The internal energy of a gas is given by `U=2pV`. It expands from `V_0` to `2V_0` against a constant pressure `p_0`. The heat absorbed by the gas in the process is

To solve the problem, we will follow these steps: ### Step 1: Understand the relationship between internal energy, work done, and heat absorbed. According to the first law of thermodynamics, the relationship is given by: \[ \Delta Q = \Delta U + \Delta W \] where: - \(\Delta Q\) is the heat absorbed by the gas, - \(\Delta U\) is the change in internal energy, - \(\Delta W\) is the work done by the gas. ### Step 2: Calculate the change in internal energy (\(\Delta U\)).

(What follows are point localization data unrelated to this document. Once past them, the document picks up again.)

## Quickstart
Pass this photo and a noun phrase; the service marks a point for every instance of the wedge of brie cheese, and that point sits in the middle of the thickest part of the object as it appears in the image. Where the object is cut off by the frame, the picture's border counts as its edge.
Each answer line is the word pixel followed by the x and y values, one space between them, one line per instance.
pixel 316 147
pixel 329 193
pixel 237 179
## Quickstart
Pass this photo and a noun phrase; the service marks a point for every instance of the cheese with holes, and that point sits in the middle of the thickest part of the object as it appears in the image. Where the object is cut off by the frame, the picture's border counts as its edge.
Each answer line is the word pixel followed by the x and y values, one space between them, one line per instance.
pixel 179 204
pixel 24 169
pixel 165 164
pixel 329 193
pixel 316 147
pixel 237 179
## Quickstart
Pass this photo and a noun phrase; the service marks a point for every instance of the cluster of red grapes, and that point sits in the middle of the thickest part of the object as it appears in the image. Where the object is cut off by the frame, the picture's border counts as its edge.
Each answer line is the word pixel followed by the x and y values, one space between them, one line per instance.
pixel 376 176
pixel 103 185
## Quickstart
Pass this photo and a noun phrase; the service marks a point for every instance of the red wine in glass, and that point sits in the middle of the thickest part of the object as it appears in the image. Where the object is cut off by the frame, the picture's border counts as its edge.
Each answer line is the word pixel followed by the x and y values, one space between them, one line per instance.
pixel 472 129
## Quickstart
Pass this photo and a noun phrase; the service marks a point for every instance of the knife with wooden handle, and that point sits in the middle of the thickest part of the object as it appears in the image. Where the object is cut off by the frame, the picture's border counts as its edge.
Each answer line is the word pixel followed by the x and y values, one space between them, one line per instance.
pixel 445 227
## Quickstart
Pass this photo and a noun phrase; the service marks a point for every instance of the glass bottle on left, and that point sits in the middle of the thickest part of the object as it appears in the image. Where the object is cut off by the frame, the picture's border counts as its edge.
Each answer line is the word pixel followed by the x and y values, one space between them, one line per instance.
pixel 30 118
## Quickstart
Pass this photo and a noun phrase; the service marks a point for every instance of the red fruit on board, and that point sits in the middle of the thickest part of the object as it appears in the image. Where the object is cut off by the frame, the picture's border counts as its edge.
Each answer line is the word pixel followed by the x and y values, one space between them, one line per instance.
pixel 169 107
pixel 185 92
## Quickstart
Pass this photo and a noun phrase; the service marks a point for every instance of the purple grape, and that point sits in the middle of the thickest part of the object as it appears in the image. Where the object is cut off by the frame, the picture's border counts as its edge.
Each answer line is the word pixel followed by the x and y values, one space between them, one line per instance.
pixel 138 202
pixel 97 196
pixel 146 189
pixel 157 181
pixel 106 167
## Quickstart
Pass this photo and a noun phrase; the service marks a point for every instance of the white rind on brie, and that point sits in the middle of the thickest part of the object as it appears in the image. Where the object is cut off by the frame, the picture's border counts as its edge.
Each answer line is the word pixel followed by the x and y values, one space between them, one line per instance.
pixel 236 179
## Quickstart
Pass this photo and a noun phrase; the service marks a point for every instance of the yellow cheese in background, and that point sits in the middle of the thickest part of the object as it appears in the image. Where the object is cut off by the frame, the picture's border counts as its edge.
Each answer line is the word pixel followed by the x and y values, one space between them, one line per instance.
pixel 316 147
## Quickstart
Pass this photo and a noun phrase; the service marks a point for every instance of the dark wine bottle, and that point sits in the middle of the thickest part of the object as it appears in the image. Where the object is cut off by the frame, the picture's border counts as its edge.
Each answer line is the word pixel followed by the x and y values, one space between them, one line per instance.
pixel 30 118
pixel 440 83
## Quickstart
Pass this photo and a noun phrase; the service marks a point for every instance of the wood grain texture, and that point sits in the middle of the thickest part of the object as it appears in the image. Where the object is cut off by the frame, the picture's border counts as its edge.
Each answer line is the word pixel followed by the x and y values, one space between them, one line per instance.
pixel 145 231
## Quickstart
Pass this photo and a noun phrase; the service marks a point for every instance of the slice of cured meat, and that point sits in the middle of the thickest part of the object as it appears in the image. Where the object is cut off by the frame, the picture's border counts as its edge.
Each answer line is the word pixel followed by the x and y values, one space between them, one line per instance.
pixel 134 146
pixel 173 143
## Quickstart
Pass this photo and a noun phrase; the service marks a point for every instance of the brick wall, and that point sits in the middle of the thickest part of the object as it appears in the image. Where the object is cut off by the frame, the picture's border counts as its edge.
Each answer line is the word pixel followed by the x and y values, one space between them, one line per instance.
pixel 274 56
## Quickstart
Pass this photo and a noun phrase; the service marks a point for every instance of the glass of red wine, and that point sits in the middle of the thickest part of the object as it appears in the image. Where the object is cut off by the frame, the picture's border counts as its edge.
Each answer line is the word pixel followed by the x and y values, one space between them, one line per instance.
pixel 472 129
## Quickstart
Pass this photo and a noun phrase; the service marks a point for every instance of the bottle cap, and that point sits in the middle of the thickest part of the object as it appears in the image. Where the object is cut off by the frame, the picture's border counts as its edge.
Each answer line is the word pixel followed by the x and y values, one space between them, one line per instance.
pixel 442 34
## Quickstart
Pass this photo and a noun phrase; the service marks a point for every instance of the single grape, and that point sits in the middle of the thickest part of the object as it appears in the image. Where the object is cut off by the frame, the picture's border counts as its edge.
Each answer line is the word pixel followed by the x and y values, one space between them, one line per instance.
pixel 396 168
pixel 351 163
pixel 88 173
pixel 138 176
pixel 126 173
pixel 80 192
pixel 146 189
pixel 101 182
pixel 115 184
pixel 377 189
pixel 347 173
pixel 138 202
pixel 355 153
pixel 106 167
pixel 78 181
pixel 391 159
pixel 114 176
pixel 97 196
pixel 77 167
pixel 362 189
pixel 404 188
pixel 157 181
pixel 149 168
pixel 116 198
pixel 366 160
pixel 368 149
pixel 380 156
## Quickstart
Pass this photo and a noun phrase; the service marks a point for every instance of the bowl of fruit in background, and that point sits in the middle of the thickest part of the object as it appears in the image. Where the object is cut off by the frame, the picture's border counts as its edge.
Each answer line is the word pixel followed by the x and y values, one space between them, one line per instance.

The internal energy \(U\) is given by: \[ U = 2pV \] The gas expands from \(V_0\) to \(2V_0\) against a constant pressure \(p_0\). First, we find the initial and final internal energy: - Initial internal energy when \(V = V_0\): \[ U_i = 2p_0 V_0 \] - Final internal energy when \(V = 2V_0\): \[ U_f = 2p_0 (2V_0) = 4p_0 V_0 \] Now, we can calculate the change in internal energy: \[ \Delta U = U_f - U_i = 4p_0 V_0 - 2p_0 V_0 = 2p_0 V_0 \] ### Step 3: Calculate the work done (\(\Delta W\)). Since the process is isobaric (constant pressure), the work done by the gas can be calculated as: \[ \Delta W = p \Delta V \] where \(\Delta V = V_f - V_i = 2V_0 - V_0 = V_0\). Thus, the work done is: \[ \Delta W = p_0 \cdot V_0 \] ### Step 4: Substitute \(\Delta U\) and \(\Delta W\) into the first law equation. Now we can substitute our values into the first law of thermodynamics: \[ \Delta Q = \Delta U + \Delta W = (2p_0 V_0) + (p_0 V_0) = 3p_0 V_0 \] ### Final Answer The heat absorbed by the gas in the process is: \[ \Delta Q = 3p_0 V_0 \] ---